Friday, November 30, 2007

Force for Change In Western Acceptance of Islam? (Or...Isn't It Just a Teddy Bear?)

I remember my first conversation with someone who was Muslim about Salman Rushdie's The Satanic Verses. It was a person I respected immensely and I was not let down. The person helped me at least manage my confusion about the fatwa on Rushdie's life in part by explaining that Rushdi, raised a Muslim, knew exactly what he was doing. He was not ignorant of the implications of his novel. A liberal Westerner could understand how, while a fatwa may seem extreme, it was internally consistent with cultural customs and therefore--somehow--acceptable. Worthy of tolerance if not support. Fast forward 20 years to a very different situation (if one is to believe the press). A British teacher in Sudan asks her students to vote on a teddy bear name, accepts their overwhelming choice of "Muhammad," ...and is arrested, found guilty, and sentenced to prison time for insulting Islam. Protestors chant for death. A government spokesman says "it's not much of a punishment at all. It should be considered a warning that such acts should not be repeated."

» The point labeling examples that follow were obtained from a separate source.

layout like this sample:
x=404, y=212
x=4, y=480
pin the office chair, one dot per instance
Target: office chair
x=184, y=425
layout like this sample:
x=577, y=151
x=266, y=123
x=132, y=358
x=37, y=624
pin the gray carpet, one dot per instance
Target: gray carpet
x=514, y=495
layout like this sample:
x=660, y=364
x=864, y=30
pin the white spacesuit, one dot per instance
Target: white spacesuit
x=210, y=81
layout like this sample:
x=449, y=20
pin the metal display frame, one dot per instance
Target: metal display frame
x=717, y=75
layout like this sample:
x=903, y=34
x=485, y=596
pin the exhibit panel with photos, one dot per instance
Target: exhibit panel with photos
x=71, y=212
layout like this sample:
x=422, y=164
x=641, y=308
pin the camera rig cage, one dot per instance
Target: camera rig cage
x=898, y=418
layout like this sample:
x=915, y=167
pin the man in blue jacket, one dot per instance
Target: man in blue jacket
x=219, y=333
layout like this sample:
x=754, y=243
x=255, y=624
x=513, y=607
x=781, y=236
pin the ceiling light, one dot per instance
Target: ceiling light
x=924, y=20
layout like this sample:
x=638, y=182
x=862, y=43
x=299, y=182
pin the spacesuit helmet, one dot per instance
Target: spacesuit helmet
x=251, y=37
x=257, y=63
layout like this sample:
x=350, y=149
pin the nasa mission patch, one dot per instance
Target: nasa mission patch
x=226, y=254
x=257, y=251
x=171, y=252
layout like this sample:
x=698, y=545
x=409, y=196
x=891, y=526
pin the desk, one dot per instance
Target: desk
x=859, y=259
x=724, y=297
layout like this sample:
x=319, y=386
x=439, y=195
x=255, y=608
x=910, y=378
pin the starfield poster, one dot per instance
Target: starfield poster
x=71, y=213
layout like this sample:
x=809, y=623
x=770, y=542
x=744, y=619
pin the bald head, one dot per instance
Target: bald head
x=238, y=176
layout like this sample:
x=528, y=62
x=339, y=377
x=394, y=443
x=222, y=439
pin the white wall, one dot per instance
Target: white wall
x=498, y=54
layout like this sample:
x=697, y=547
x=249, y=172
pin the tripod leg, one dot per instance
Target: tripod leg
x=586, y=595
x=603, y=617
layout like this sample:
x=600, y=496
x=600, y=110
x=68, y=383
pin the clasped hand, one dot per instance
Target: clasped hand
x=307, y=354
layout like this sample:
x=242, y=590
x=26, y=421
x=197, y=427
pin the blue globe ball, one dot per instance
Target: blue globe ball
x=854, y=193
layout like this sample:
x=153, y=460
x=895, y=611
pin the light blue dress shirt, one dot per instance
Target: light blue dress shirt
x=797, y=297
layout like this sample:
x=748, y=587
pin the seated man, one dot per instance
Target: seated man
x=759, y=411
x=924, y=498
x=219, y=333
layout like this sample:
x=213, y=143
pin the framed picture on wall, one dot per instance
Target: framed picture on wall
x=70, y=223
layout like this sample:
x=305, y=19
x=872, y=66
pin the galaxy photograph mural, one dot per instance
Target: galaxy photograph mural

The story has gotten wide coverage, so my goal is not to repeat it. It is to link back to my Rushdie conversation. Open-minded Westerners understand and support a culture, Muslim or otherwise, having strong convictions that differ from their own. And the most open-minded would certainly say that anyone living on foreign soil must understand local customs and beliefs. But I fear that these same Westerners may have a sort of subconscious Kantian absolute standard that draws a line in the sand for acceptability. And a former Muslim writing a blasphemous book is one side of that line and a grade-school teacher accepting her seven-year-old student's choice for a teddy-bear name is very far on the other. And the more teddy bears show up in the press, the more strain Western support will sustain.

I get it that religion is about purity, not marketing. But if mutual understanding and support is any part of the goal, this situation didn't help.

1 comment:

Anonymous said...

Westerners are generally tolerant of other customs and beliefs. Can you say the same about Muslims?